Contagious enthusiasm.-Mrs. Balfour.
Instinct.-The instinct of brutes and insects can be the effect of nothing else than the wisdom and skill of a powerful ever-living agent.-Newton.
Instinct harmonizes the interior of animals as religion does the interior of men.-Jacobi.
All our first movements are good, generous, heroical; reflection weakens and kills them.-Aimé Martin.
An instinct is a propensity prior to experience, and independent of instruction.-Paley.
Insult.-It is only the vulgar who are always fancying themselves insulted. If a man treads on another's toe in good society do you think it is taken as an insult?-Lady Hester Stanhope.
I once met a man who had forgiven an injury. I hope some day to meet the man who has forgiven an insult.-Charles Buxton.
Insurrection.-Insurrection unusually gains little; usually wastes how much! One of its worst kind of wastes, to say nothing of the rest, is that of irritating and exasperating men against each other by violence done; which is always sure to be injustice done, for violence does even justice unjustly.-Carlyle.
Intellect.-The commerce of intellect loves distant shores. The small retail dealer trades only with his neighbor; when the great merchant trades, he links the four quarters of the globe.-Bulwer-Lytton.
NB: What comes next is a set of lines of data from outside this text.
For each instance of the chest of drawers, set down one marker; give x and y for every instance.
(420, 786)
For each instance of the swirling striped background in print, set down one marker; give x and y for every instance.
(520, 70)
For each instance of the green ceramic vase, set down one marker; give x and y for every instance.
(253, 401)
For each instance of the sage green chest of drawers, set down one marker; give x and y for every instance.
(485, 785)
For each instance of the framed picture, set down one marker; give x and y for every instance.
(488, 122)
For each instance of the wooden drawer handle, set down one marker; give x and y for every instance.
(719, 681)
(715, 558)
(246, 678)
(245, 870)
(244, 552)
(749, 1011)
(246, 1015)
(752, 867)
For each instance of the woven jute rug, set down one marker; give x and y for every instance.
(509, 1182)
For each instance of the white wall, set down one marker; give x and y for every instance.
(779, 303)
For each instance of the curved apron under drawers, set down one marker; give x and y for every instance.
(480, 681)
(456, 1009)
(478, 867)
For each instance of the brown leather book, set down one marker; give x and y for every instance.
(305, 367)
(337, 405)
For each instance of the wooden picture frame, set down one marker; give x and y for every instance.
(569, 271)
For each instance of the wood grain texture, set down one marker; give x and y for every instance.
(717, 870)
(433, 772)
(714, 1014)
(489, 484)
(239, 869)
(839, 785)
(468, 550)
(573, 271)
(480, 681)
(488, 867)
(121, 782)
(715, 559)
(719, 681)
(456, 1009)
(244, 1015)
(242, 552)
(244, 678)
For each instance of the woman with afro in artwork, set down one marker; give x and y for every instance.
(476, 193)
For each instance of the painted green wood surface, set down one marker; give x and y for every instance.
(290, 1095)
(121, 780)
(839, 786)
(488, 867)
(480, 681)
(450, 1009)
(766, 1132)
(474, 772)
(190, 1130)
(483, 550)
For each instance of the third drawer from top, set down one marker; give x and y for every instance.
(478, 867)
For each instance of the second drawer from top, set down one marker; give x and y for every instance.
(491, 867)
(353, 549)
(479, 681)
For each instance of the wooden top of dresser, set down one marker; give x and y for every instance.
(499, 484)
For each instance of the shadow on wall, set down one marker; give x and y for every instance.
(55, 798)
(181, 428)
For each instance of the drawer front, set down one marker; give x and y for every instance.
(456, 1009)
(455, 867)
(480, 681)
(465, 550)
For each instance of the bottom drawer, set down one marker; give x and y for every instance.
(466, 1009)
Intelligence.-The higher feelings, when acting in harmonious combination, and directed by enlightened intellect, have a boundless scope for gratification; their least indulgence is delightful, and their highest activity is bliss.-Combe.
Some men of a secluded and studious life have sent forth from their closet or their cloister, rays of intellectual light that have agitated courts and revolutionized kingdoms; like the moon which, though far removed from the ocean, and shining upon it with a serene and sober light, is the chief cause of all those ebbings and flowings which incessantly disturb that restless world of waters.-Colton.
Light has spread, and even bayonets think.-Kossuth.